Oxfordshire’s The Bat and Ball acquired by newly-launched pub group
Publican Ben Moss, who also owns The Lamb Inn in nearby Little Milton, has taken on the village pub after it was put up for sale by owners Admiral Taverns last year.
“It brings me so much joy to bring this community pub back to life in the form of The Bat and Ball and continue our mission of creating inclusive spaces where everyone can come together and enjoy great food, drinks and hospitality,” says Moss.
Nat Berney, who previously cooked at Raymond Blanc’s Le Manoir aux Quat’Saisons and is now head chef at The Lamb Inn, will lead the kitchen at The Bat and Ball.
The menu will feature classic pub dishes with ingredients sourced from local suppliers.
Meat will be from third-generation butcher The Calnan Brothers in Watlington; seafood from Flying Fish Seafood; organically grown vegetables from DBF Banbury; and cheese from Somerset’s Longman’s Cheese.
The wine list will focus on small growers, and they will serve local ales and a selection of Estrella beers.

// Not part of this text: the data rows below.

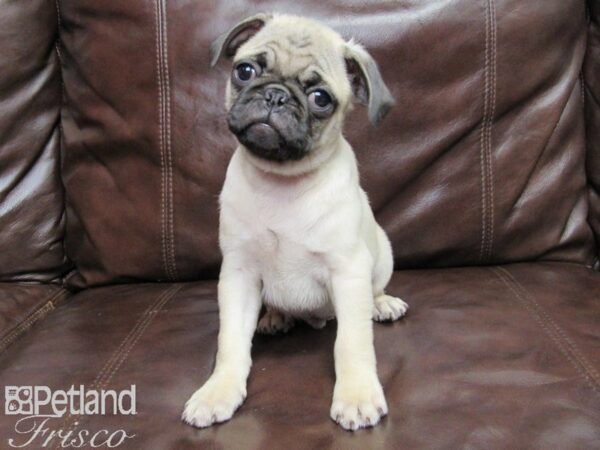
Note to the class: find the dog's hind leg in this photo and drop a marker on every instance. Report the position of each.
(274, 322)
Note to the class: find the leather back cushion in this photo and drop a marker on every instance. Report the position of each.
(481, 161)
(592, 103)
(31, 196)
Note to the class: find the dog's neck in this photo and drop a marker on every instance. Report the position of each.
(294, 172)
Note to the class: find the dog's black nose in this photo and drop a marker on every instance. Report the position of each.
(276, 96)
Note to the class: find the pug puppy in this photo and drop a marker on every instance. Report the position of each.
(296, 232)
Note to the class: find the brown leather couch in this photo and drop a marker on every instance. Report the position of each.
(486, 176)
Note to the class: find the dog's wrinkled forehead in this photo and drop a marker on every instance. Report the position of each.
(296, 47)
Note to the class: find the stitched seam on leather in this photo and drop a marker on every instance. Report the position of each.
(485, 136)
(169, 152)
(159, 75)
(566, 346)
(122, 352)
(482, 139)
(490, 164)
(30, 320)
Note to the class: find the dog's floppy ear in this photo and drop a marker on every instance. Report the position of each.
(228, 43)
(367, 85)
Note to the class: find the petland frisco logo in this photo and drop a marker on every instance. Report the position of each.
(43, 410)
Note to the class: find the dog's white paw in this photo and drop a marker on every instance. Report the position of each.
(274, 322)
(387, 308)
(214, 402)
(358, 405)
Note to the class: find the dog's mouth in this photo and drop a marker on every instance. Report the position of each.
(265, 141)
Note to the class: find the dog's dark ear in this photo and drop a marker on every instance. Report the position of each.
(367, 85)
(228, 43)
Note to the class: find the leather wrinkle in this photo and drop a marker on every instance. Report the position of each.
(121, 353)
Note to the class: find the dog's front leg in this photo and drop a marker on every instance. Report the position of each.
(225, 390)
(358, 399)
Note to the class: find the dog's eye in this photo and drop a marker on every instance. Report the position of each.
(320, 101)
(245, 72)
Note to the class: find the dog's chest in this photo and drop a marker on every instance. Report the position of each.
(293, 273)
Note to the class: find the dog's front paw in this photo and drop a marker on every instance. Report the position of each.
(358, 405)
(214, 402)
(387, 308)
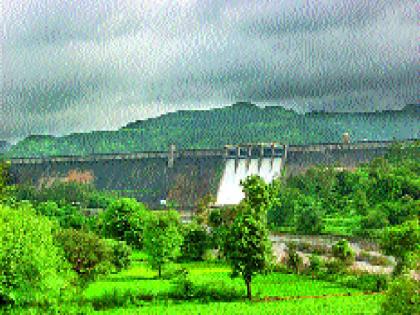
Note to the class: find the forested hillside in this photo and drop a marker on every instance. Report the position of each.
(239, 123)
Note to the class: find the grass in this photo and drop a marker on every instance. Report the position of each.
(140, 281)
(364, 304)
(139, 291)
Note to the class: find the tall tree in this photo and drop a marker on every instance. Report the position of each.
(162, 238)
(248, 248)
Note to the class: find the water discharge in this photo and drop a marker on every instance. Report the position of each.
(230, 189)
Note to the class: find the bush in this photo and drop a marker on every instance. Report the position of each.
(162, 238)
(309, 220)
(121, 254)
(196, 241)
(185, 289)
(402, 297)
(124, 220)
(375, 219)
(335, 266)
(68, 216)
(293, 259)
(343, 252)
(86, 252)
(315, 263)
(32, 269)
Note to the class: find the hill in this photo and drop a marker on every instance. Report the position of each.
(239, 123)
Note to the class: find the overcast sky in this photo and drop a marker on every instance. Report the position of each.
(80, 65)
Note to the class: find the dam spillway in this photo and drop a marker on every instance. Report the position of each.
(184, 176)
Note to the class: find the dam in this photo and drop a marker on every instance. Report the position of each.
(184, 176)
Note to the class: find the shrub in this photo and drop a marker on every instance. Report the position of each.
(315, 263)
(335, 266)
(293, 259)
(196, 241)
(86, 252)
(402, 297)
(185, 289)
(375, 219)
(343, 252)
(121, 254)
(309, 220)
(124, 220)
(32, 270)
(162, 238)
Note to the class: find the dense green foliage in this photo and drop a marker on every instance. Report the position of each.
(403, 242)
(32, 269)
(162, 238)
(402, 297)
(247, 246)
(87, 254)
(196, 241)
(240, 123)
(363, 201)
(124, 220)
(343, 252)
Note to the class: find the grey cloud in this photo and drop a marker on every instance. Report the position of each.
(101, 64)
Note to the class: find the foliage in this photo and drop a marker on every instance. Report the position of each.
(375, 219)
(247, 246)
(67, 216)
(343, 252)
(315, 263)
(124, 220)
(32, 269)
(402, 242)
(402, 297)
(121, 254)
(162, 238)
(240, 123)
(196, 241)
(293, 259)
(88, 255)
(309, 219)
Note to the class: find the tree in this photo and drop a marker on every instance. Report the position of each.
(32, 268)
(87, 254)
(124, 220)
(162, 238)
(196, 241)
(343, 252)
(247, 246)
(309, 218)
(402, 297)
(402, 242)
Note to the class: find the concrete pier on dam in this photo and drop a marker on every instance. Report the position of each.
(184, 176)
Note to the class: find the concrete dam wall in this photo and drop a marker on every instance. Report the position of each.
(185, 176)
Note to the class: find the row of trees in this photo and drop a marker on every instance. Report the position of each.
(384, 192)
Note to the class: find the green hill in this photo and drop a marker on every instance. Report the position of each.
(239, 123)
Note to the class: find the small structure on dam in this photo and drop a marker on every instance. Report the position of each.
(263, 159)
(184, 176)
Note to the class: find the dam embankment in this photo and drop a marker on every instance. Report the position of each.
(185, 176)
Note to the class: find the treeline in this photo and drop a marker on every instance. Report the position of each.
(240, 123)
(361, 202)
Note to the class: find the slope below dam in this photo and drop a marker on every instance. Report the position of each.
(185, 176)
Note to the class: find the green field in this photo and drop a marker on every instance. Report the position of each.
(301, 294)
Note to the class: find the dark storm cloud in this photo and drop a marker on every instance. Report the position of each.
(81, 65)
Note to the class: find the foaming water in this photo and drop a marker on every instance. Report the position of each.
(230, 190)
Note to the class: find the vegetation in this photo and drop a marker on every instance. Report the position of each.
(247, 247)
(403, 242)
(240, 123)
(162, 238)
(55, 259)
(124, 219)
(32, 269)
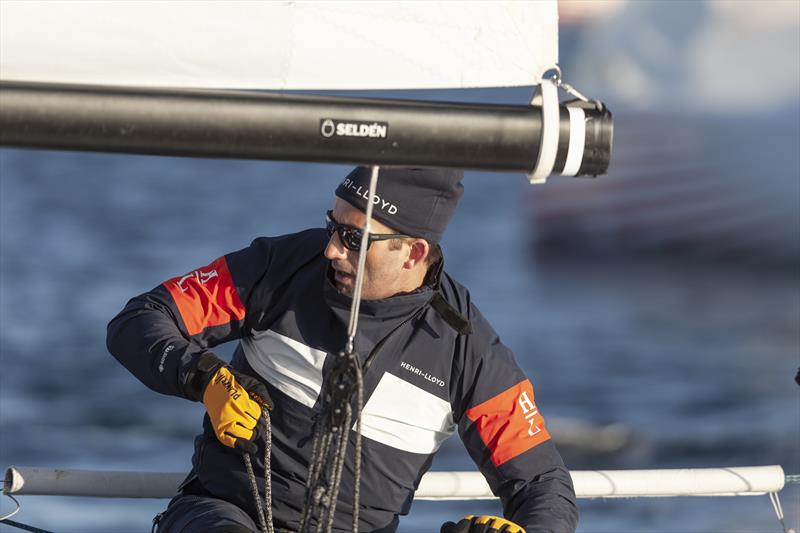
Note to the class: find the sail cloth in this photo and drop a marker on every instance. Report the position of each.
(279, 45)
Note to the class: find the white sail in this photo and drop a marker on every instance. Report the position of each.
(279, 45)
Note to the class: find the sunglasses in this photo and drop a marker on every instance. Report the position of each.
(351, 236)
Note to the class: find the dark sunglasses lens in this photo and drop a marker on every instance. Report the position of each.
(351, 238)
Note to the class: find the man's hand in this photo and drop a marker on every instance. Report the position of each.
(482, 524)
(234, 402)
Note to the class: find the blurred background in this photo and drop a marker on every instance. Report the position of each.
(657, 309)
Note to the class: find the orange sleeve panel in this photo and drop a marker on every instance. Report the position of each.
(509, 423)
(206, 297)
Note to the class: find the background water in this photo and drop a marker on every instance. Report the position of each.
(692, 365)
(639, 360)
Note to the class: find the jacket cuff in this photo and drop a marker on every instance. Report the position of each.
(198, 377)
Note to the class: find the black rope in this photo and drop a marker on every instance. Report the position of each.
(263, 508)
(329, 449)
(26, 527)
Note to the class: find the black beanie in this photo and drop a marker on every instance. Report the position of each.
(418, 202)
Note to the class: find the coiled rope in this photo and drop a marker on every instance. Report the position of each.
(263, 508)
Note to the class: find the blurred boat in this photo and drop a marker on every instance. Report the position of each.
(707, 188)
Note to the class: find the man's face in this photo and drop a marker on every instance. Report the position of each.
(386, 270)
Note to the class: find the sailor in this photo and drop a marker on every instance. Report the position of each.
(432, 365)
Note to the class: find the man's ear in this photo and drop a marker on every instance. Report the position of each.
(418, 253)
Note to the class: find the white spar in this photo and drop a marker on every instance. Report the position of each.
(732, 481)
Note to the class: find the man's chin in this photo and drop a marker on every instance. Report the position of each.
(344, 289)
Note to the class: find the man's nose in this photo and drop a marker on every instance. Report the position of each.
(335, 249)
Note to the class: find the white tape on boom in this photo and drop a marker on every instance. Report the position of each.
(546, 96)
(577, 141)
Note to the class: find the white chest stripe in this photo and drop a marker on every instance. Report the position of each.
(404, 416)
(288, 365)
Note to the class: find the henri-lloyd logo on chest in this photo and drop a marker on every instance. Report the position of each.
(330, 127)
(363, 192)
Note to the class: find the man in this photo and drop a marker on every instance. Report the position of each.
(432, 365)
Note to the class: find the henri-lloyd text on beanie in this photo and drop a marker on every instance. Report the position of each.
(415, 201)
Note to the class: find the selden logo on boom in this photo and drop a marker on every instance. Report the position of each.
(333, 127)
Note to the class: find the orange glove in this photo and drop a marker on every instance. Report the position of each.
(482, 524)
(234, 402)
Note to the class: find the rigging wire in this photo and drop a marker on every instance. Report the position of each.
(19, 525)
(335, 419)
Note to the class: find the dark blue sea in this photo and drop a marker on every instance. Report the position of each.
(637, 361)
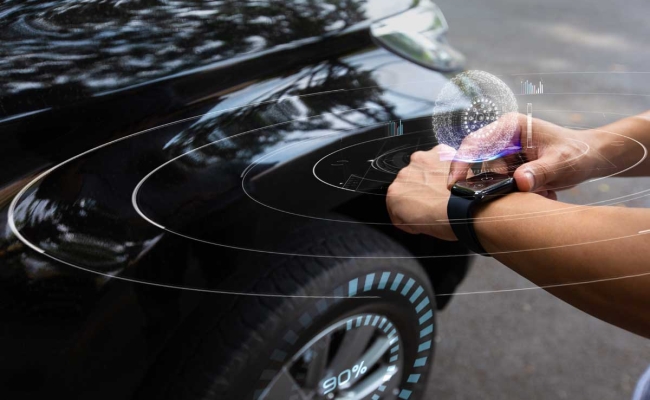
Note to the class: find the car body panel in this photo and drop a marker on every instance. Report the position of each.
(89, 286)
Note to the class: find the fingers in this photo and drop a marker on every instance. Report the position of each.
(549, 194)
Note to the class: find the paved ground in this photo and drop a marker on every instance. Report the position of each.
(528, 344)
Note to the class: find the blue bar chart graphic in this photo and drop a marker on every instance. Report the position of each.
(530, 88)
(394, 129)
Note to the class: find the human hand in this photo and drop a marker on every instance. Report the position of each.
(417, 199)
(559, 159)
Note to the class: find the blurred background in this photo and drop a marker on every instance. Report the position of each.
(528, 344)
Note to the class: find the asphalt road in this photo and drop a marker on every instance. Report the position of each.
(528, 344)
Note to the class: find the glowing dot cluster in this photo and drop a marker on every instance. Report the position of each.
(479, 117)
(480, 106)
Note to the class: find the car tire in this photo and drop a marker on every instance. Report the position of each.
(239, 353)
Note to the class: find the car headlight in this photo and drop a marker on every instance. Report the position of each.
(419, 35)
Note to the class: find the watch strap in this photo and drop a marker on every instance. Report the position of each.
(460, 212)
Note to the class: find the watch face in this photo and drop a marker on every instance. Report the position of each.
(484, 184)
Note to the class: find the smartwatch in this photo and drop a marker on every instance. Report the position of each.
(466, 195)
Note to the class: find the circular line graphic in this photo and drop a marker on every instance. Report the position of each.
(16, 199)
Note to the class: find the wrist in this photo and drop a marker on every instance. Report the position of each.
(600, 143)
(500, 223)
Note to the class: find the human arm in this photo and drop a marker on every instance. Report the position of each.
(562, 157)
(555, 245)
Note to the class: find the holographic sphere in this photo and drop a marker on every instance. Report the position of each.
(479, 111)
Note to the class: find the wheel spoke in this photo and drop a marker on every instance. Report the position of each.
(318, 364)
(354, 343)
(375, 352)
(368, 385)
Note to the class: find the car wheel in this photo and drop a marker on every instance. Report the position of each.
(332, 328)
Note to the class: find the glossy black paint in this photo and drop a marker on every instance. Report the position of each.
(67, 327)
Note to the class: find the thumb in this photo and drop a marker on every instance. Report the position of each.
(532, 175)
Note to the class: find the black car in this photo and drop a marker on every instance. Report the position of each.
(193, 199)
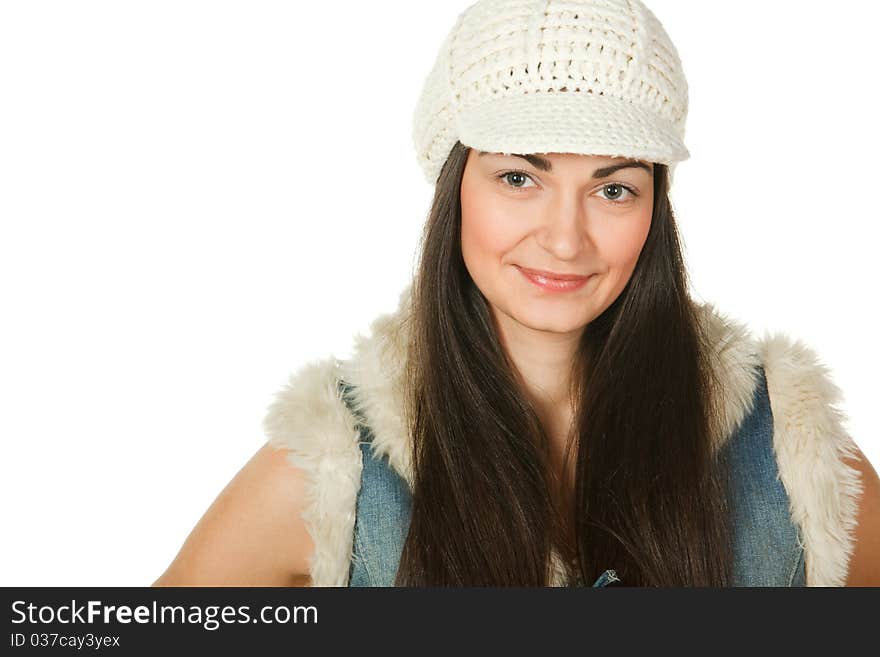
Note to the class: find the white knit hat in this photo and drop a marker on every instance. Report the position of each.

Open for lunch and dinner, seven days a week, the dining space will accommodate 48 seated covers and additional standing space for 10.
The pub will also host five guest rooms including three king suites, one king, and one double.
Moss adds: “The pub will preserve the essence of a classic local pub, where people can either pop down for a pint with their dog in tow or enjoy some proper good British pub grub.”